Hyperopia, commonly spoken of as far-sightedness, is described in the text books as a condition in which the retina lies in front of the principal focus. The ordinary hyperopia of young persons and adults is an axial hyperopia, due to the fact that the eye, which was primarily too short, has not, in the process of growth, elongated to the point of producing emmetropia (an eyeball of proper normal length). It is stated that a very large proportion of adults have a hyperopia of this sort, which may, therefore, be regarded as a normal condition. Other forms of hyperopia are described. For instance, when the eyeball is not too short, but there are changes in the curvature, density, or position of the lens. or in the curvature of the cornea, or there are abnormalities of development, or even conditions of tissue change. Different irregularities in the condition and the conduct of these eyes are described. In this chapter a case report has been quoted, from a German specialist who found a patient far-sighted at thirty-three, who gave a history of having been near-sighted until twenty. The degree of the near-sightedness was variable. At sea he was not near-sighted, but in town the near-sightedness returned. At thirty-three, examined in town, instead of being near-sighted, he was far-sighted—just the opposite condition. In other words, that young man's eyes must have been longer, changed their shape back and forth, according to circumstances, and at thirty-three were found to have an entirely different shape. The German professor did not report any tissue changes in the eyes, he said that the conditions were caused by an extreme and long continued muscle tension, and the changing shapes were due to psychological disturbances. In the text books it is explained that so-called far-sighted persons do not necessarily see better at a distance than others, and may not see even as well. The difficulty is in seeing objects at a close range, and this sometimes is quite marked.

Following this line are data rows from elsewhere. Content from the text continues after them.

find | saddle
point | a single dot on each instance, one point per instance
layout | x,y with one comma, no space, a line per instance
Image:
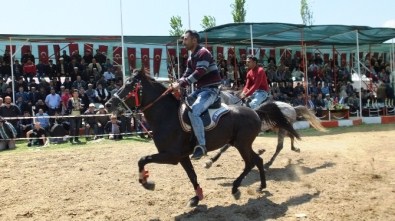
210,117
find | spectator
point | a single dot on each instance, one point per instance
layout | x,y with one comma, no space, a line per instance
26,124
29,70
36,136
53,102
43,118
74,108
101,94
101,119
10,110
90,121
7,135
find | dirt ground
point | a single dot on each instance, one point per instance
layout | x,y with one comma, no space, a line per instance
342,176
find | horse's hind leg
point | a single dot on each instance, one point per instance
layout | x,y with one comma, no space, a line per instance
280,145
293,148
259,163
188,167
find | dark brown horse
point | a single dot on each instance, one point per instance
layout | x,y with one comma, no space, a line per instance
239,128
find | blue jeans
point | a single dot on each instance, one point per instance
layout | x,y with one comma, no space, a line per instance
257,98
204,98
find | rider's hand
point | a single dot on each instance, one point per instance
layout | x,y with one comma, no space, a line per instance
175,85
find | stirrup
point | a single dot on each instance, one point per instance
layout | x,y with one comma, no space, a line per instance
198,152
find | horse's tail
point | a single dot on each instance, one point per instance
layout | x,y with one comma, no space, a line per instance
272,115
310,117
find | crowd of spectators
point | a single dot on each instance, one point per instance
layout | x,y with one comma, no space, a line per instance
45,90
328,81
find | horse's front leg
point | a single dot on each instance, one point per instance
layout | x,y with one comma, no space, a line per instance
188,167
162,158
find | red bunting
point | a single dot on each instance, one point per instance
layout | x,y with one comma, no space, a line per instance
220,52
132,58
157,60
272,53
73,47
117,55
243,53
43,53
7,47
88,47
262,53
145,58
25,49
56,49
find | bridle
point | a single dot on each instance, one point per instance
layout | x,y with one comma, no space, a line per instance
136,93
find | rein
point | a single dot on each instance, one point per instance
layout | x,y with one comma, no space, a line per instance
136,93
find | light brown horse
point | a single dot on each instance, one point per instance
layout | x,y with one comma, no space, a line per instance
290,112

If the four muscles which pass forward on the four sides of the eyeball, contract sufficiently and in unison the eyeball is made shorter in a horizontal direction, producing the condition described in text books as an axial hyperopia. Considering the case reported by the German specialist, and his explanation that the changing lengths of the patient's eyes were caused by abnormal muscle tension, the situation can be interpreted by the explanation of Dr. Bates that the two muscles wrapped around the middle of the eye sometimes made the eyeball too long, and later the four muscles on the sides made, it too short. For that reason, the treatment for hyperopia would be the same as for myopia.